Relative error. The ratio of the standard error to the estimate, or the relative error, is especially useful in judging the reliability of estimates. Generally, the relative error decreases as 1) response rate increases, 2) the percent of the universe in the sample increases, and 3) the number of job openings increases. Hence, the relative error were lower overall in Massachusetts and Utah where the response rates were the highest and a greater percent of the universe was in the sample.

The relative error is also lower when reported data are similar among establishments. Certain industries, such as construction and some service industries, have extreme fluxuations among reporting units because hiring often occurs in spurts.
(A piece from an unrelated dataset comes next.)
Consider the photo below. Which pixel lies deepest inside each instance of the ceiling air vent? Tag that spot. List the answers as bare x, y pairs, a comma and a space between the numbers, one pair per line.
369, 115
This results in very high relative errors in these industries.

The delineation of an "acceptable" relative error depends on what use is being made of the data. If one wants to get a "feel" for the general level of job openings at a point in time, an estimate with a relative error of 20 percent or more could be useful information. On the other hand, if the estimates are to be used in comparison with other statistics of a similar magnitude, a much smaller relative error might be required....

It should be emphasized that relative errors for most of the detailed estimates are quire high and therefore these estimates should be used with caution. The emphasis in the pilots was to provide data needed to develop a full-scale survey, not to produce estimates. The large relative errors indicate that the sample must be much larger in order to provide publishable estimates.

[from "Chapter VIII. Implications for National Sample Design"]

One major objective of the Job Openings Survey Pilot Test was to determine how large a sample is necessary in order to produce reliable job opening statistics. This section of the report discusses the reliability of job opening statistics as measured in the pilot test and, based on the pilot test results, the reliability criteria for a national job openings survey is explained. A number of assumptions are then made in order to propose a sample size for a national survey.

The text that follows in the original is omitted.